La sala del Teatro Colón resplandece con mil luces de infinitos reflejos, como una joya gigantesca.
Elegancia, saludos amables, conversaciones triviales. Obras de Mozart por el eminente pianista vienés…,
con los auspicios de la Embajada…, el patrocinio del Mozarteum… La señorita Frida ocupa su platea
habitual. La joya gigantesca extingue poco a poco sus mil reflejos. Concentra sus oídos y sus ojos en el
intérprete. Como nunca antes se siente envuelta, transportada. Allí está el “angelo della musica”, el
cristal finamente tallado,…hasta diría que los rasgos del intérprete… Los aplausos quiebran el
encantamiento; el público estalla en una ovación. No espera los habituales bis. Sale, está muy agitada.
Alcanza el Foyer de entrada y allí, de pronto, sus ojos tropiezan con la pequeña puerta lateral a la
escalinata. Está abierta; el pasadizo que ella conoce muy bien, conduce al escenario. Podría, tal vez
hacerse firmar el programa del concierto por el pianista vienés… Penetra, deja atrás la boca de luz
inicial; comienza a internarse. Todavía percibe atenuados los aplausos de la sala. Avanza por el estrecho
corredor cada vez más oscuro; ya no puede resistir el impulso de continuar. Algunos escalones que
descienden, desvíos, nuevos pasadizos ahora sinuosos, apenas adivinados, otros escalones esta vez
hacia arriba. Un hálito frío la estremece. Ya no percibe los sonidos lejanos de la sala; el silencio es total,
grave, como la oscuridad. Extraños olores húmedos la acorralan, pero continúa. Ya no sabe cuánto ha
recorrido ni cuánto tiempo ha pasado; no le importa; se siente convocada. Presiente que por fin deja el
mundo atrás y que es el tiempo lo que atraviesa hacia la revelación deseada. ¡Qué opresión en el pecho
y en las sienes!… Ahora sí, percibe allí delante una tenue penumbra… -¿Wolfgang?, ¿Amadeus?,
pregunta con un hilo de voz.
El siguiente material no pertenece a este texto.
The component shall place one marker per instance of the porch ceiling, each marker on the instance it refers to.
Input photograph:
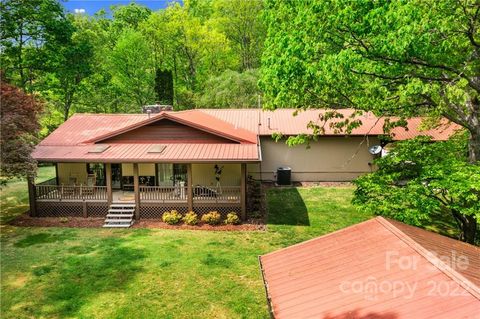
(124, 153)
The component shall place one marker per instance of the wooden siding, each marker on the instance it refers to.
(166, 131)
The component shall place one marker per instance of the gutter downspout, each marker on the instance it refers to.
(269, 300)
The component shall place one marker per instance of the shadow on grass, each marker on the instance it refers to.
(286, 207)
(44, 238)
(80, 278)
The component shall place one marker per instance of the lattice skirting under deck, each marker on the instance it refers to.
(156, 210)
(71, 209)
(147, 210)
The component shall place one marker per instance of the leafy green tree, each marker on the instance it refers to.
(231, 89)
(19, 116)
(419, 180)
(131, 68)
(405, 58)
(242, 23)
(70, 64)
(189, 46)
(129, 16)
(30, 28)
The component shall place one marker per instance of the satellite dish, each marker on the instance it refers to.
(375, 149)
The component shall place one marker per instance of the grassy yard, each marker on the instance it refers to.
(14, 197)
(147, 273)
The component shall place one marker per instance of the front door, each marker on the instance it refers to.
(116, 176)
(170, 174)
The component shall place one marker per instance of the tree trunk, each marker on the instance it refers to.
(474, 146)
(467, 225)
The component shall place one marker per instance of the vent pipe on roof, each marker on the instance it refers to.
(156, 108)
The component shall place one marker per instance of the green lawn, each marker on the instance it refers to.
(147, 273)
(14, 196)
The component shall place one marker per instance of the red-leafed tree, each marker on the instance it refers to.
(19, 127)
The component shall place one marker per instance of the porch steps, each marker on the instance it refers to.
(120, 215)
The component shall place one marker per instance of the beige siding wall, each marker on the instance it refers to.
(72, 170)
(328, 159)
(144, 169)
(204, 174)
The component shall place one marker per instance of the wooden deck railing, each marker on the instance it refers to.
(51, 181)
(223, 194)
(61, 192)
(163, 193)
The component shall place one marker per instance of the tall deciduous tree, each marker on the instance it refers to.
(131, 67)
(69, 64)
(29, 29)
(418, 180)
(231, 89)
(19, 116)
(406, 58)
(242, 23)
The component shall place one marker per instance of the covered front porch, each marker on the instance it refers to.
(88, 189)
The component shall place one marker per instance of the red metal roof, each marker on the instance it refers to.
(241, 125)
(370, 270)
(192, 118)
(125, 153)
(283, 121)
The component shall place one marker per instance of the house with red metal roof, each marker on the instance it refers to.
(142, 165)
(380, 268)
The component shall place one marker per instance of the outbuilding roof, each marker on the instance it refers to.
(376, 269)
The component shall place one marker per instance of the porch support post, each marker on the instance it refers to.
(243, 191)
(136, 189)
(31, 196)
(108, 172)
(189, 187)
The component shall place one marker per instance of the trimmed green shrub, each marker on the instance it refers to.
(190, 218)
(212, 218)
(232, 219)
(173, 217)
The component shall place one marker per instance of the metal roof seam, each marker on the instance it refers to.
(431, 258)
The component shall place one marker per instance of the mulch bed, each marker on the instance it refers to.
(94, 222)
(153, 223)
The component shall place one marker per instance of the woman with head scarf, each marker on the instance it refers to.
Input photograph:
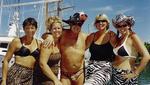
(127, 49)
(100, 43)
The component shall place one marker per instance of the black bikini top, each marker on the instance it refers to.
(24, 51)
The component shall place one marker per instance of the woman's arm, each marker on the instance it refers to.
(44, 57)
(89, 40)
(143, 52)
(7, 57)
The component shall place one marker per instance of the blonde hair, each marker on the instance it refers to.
(50, 21)
(102, 17)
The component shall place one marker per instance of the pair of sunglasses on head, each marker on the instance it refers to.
(120, 26)
(100, 21)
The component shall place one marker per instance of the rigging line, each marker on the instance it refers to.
(1, 10)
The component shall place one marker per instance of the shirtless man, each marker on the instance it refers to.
(72, 48)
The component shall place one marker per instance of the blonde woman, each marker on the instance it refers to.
(26, 51)
(47, 70)
(100, 44)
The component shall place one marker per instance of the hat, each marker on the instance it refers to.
(121, 18)
(77, 18)
(102, 17)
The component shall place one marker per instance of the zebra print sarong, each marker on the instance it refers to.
(117, 78)
(19, 75)
(98, 73)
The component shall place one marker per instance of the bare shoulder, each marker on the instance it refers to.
(90, 36)
(112, 34)
(84, 35)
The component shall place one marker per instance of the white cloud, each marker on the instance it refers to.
(103, 9)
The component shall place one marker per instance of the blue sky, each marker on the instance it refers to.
(137, 8)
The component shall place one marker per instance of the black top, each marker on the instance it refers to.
(24, 51)
(102, 52)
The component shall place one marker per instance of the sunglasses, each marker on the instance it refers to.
(120, 26)
(77, 23)
(99, 21)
Cercana pero casi imperceptible, oye la música… La sala oscura, vacía; en el
escenario apenas el resplandor vacilante de las velas de un candelabro sobre el piano… Frida se deja
tomar la mano y se sienta en el taburete a su lado…¡Oh!, es tan joven; él sonríe, le sonríe y coloca una
partitura amarillenta sobre el atril. Las manos pálidas asomadas bajo los puños de encaje toman las
suyas y las depositan sobre el teclado. Ambos arrancan en el allegro majestuoso de la Sonata para
Cuatro Manos… Él le sonríe, le sonríe siempre, para siempre.